Fujitsu also hopes to better understand the natural world by applying AI image processing techniques to underwater images and lidar data collected by autonomous underwater vehicles. Improving the quality of images will allow other, less complex operations (such as 3D conversion) to work better on the target data.
The idea is to build a “digital twin” of water that can help simulate and predict new developments. We are a long way from that, but you have to start somewhere.

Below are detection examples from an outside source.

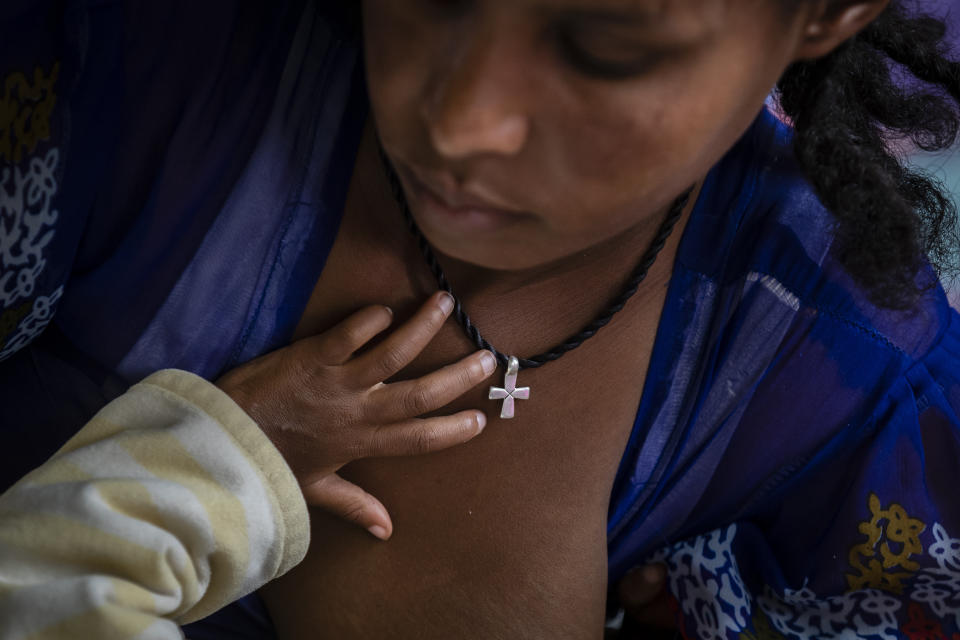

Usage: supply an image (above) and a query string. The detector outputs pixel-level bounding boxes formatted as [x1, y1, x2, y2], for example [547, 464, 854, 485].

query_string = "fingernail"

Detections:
[367, 524, 390, 540]
[480, 351, 497, 375]
[440, 291, 453, 314]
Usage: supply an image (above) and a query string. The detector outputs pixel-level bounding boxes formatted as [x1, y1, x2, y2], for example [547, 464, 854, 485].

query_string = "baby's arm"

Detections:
[0, 371, 309, 640]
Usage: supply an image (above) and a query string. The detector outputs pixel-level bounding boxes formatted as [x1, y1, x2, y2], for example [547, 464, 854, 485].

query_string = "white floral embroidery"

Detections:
[0, 149, 60, 309]
[654, 524, 752, 640]
[650, 524, 960, 640]
[0, 285, 63, 360]
[0, 148, 63, 360]
[757, 587, 902, 640]
[910, 523, 960, 627]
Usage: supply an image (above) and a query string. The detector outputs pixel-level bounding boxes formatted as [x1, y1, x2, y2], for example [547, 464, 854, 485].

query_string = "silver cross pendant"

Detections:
[490, 356, 530, 419]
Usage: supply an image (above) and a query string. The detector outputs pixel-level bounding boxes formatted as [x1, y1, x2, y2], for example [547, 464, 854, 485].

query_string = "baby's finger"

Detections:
[302, 473, 393, 540]
[363, 411, 487, 458]
[349, 291, 454, 386]
[312, 305, 393, 365]
[372, 351, 497, 423]
[617, 564, 676, 629]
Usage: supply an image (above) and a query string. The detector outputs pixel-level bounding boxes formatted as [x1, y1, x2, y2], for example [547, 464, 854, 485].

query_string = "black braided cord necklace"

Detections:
[380, 147, 694, 419]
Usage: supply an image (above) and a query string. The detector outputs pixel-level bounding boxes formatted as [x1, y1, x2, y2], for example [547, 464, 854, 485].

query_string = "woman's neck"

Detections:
[357, 131, 699, 336]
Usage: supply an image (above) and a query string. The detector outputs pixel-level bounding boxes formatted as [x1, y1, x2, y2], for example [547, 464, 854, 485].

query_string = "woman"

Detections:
[5, 0, 960, 638]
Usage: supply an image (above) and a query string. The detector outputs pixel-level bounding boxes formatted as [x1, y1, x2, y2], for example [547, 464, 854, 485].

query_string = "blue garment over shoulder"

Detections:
[0, 0, 960, 640]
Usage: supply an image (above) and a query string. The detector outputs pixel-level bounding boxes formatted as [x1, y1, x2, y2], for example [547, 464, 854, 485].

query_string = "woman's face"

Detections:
[364, 0, 802, 270]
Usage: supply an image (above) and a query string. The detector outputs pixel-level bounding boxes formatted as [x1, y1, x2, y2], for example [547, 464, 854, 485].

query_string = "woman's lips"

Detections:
[401, 165, 530, 231]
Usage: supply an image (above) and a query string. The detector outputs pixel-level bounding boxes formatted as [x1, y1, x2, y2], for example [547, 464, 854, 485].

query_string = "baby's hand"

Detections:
[217, 293, 496, 540]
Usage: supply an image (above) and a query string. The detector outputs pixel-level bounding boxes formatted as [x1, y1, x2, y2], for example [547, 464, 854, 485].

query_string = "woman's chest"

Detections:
[267, 182, 662, 638]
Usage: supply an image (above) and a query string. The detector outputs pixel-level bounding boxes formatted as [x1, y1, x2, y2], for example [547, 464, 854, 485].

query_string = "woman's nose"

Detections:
[422, 33, 530, 158]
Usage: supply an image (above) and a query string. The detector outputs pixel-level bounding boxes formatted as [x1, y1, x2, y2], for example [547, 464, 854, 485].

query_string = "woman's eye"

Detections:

Among LLM holders, researchers found that they modeled intelligence in a simpler way than expected: linear functions. Honestly, the math is beyond my capabilities (vector stuff in many dimensions) but this MIT article makes it very clear that the calling mechanism for these models is very simple.
Although these models are really complex, nonlinear functions that are trained on a lot of data and are difficult to understand, sometimes there are really simple mechanisms at work within them. “This is one example of that,” said co-lead author Ivan Hernandez. If you're more interested in the technical stuff, check out the paper here.
One way these models can fail is by not understanding the context or feedback. Even really able LLM students may not “get it” if you tell them your name is pronounced a certain way, because they don't actually know or understand anything. In cases where this might be important, such as human-robot interactions, it could turn people away if the robot behaved in this way.
Disney Research has been looking into robotic interactions between characters for a long time, and name pronunciation and paper reuse have been around for a while. It seems obvious, but extracting phonemes when someone introduces themselves and encoding that instead of just their written name is a smart approach.
Finally, as AI and research become more and more intertwined, it is worth re-evaluating how these tools are being used and whether there are any new risks presented by this unholy union. Safia Umoja Noble has been an important voice in the field of AI and research ethics for years, and her opinion has always been helpful. She gave a great interview with the UCLA News team about how her work has evolved and why we need to stay frozen when it comes to bias and bad habits in research.